Tuesday, January 12, 2010

Scenes Written 1/12/10

Inside an office. Dan approaches Carly, the secretary. She's busily typing.

DAN: Hey Carly, how's it goin?

CARLY: Fine, just doin the same ole' same ole'.

DAN: Yeah, yeah workin hard. Hey listen, did you get my texts at all last night?

CARLY: Oh yeah, I did.

DAN: So...whaddya say? I'd love to take you out for a drink some time...

CARLY: Listen Dan, I like you, but I'm just... you know, not....

DAN: Not interested? I don't really get it, we get along really well, always have lunch together, we both love L.O.T.R....

Suddenly John enters with his rambunctious lab. The dog starts sniffing and getting excited.

JOHN: Hey guys! Meet my little guy Chops. I haven't had the chance to get him fixed, so he's, well you know, heated up, if you get my drift. Always searching for a “lady scent”, if you know what I mean. Definitely smells a chocha party from a mile away.

The lab is sniffing at John's crotch.

JOHN: Wow there bud, don't make the ladies of the office jealous. Okay, let's get you off that leash. (Removes leash) Go say hi to unkie Dan and auntie Carly!

The lab runs over to Dan and sniffs anxiously at Dan's crotch.

JOHN: Well now, we know what you did last night there Danny-boy! Must have gotten some seconds this morning, huh pal?

Dan, quite uncomfortable, tries to get the lab away from his crotch.

DAN: Uh...ok....now....don't worry Carly it's not...

Carly, totally fixed on the dog and oblivious to what's happening, starts baby-talking to the lab.

CARLY: Oh my gosh! You are so cute! Yes you are! (She bends down towards the lab and holds it in front of her face) I just wanna hold you all day. Yes I do.

She begins to play little “face games” and “mouth games” to the lab. The lab sniffs anxiously at Carly's mouth, practically sticking its head in her mouth and licking her face off. She's still totally unaware of the situation around her.

JOHN: Carly, um, you never told.....really?

DAN: Every time.

BLACKOUT


CHAPPED


A bus-stop bench. A man and a woman sit next to each other.

WOMAN: Excuse me? Um, I know this is going to sound odd, but do you have any lip balm or something? My lips are just awful right now, in this weather...

MAN: Do I? Here ya go! (Pulls out balm)

WOMAN: Oh wow thanks! (Puts on balm) Oh wow, this stuff is great, what is it? My lips are just buzzing!

MAN: (Chuckling) Ha, well funny you say that, it's Burt's Bees! (He gives a telling smile)

WOMAN: Oh yeah, I've heard of that. (Looks more closely at the balm) Oh wait, oh wow! This is...are you Burt?

MAN: (Still chuckling, but lowers his voice) Well, I am, but you know, I like to keep a low profile.

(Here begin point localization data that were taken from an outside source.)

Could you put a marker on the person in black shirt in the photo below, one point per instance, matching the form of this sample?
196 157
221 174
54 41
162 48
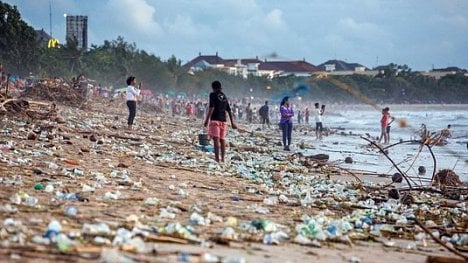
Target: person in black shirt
264 114
216 118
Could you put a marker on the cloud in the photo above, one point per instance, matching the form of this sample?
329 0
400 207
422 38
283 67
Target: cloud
274 20
133 15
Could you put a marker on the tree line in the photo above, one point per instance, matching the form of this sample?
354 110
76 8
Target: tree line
110 63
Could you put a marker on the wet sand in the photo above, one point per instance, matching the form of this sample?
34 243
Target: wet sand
206 187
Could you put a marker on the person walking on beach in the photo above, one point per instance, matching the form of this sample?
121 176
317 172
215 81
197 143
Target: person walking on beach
287 113
318 121
215 119
132 95
265 115
391 120
383 125
249 113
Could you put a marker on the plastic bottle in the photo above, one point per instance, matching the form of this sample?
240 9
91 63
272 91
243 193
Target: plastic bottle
31 201
38 187
53 230
71 211
49 188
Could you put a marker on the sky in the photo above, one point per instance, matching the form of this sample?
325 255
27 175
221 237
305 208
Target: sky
422 34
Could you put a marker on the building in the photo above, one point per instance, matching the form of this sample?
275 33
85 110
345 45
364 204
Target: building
77 30
42 37
251 66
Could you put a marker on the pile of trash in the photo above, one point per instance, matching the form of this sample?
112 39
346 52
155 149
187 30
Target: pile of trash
57 91
98 192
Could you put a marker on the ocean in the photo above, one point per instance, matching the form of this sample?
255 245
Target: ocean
353 121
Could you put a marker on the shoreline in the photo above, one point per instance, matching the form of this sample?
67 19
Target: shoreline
161 160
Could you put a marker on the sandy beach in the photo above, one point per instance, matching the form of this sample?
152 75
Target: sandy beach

WOMAN: Oh come now, why do you say that? Everyone LOVES your product! I mean it really feels good!

MAN: Well....you know....the whole bee shortage thing, it's probably better to stay in cognito for a while, just until the whole thing blows over.... (nonchalant, he brushes it off)

WOMAN: I'm sorry, what was that? Did you say a bee shortage?

MAN: Well yeah, bee populations are diminishing.... and my company has been growing..... it's a big number game. People start to put two and two together and well, people can be sensitive about these things. You understand, I'm sure.

Pause

WOMAN: (Bewildered, she doesn't quite get it. Places her fingers to her lips and realizes what that means.) Yeah... of course.

BLACKOUT

"Pushing My Buttons"

Roomie 1 and Roomie 2 asleep in a small college dorm. It is early morning. Between each beat there is a fade in lights and music as well.

BEAT 1: Roomie 1's alarm clock goes off. He hazily hits the snooze button.

BEAT 2: Alarm clock goes off again. Roomie 1 hits the snooze button. Roomie 2 moans and shifts.

BEAT 3: Alarm clock goes off. Roomie 1 hits the snooze button.

ROOMIE 2: Hey man, you might wanna get up.

Roomie 1 waves his arm sleepily.

BEAT 4: Alarm clock goes off. Roomie 1 hits the snooze button.

ROOMIE 2: OK dud, seriously! Could you either get up or turn off the snooze so I can sleep!?

Roomie 1 moans and shifts, etc.

BEAT 5: Alarm clock goes off. Roomie 1 reaches out his arm to hit the snooze button. Roomie 2 jumps out of bed and goes to the alarm clock. He picks it up and starts violently smashing it.

ROOMIE 2: GOD DAMN FUCKING SNOOZING MOTHER FUCKER! AHH!!! (obscenities continue).

Roomie 1 reaches out arm to Roomie 2's face and bops it.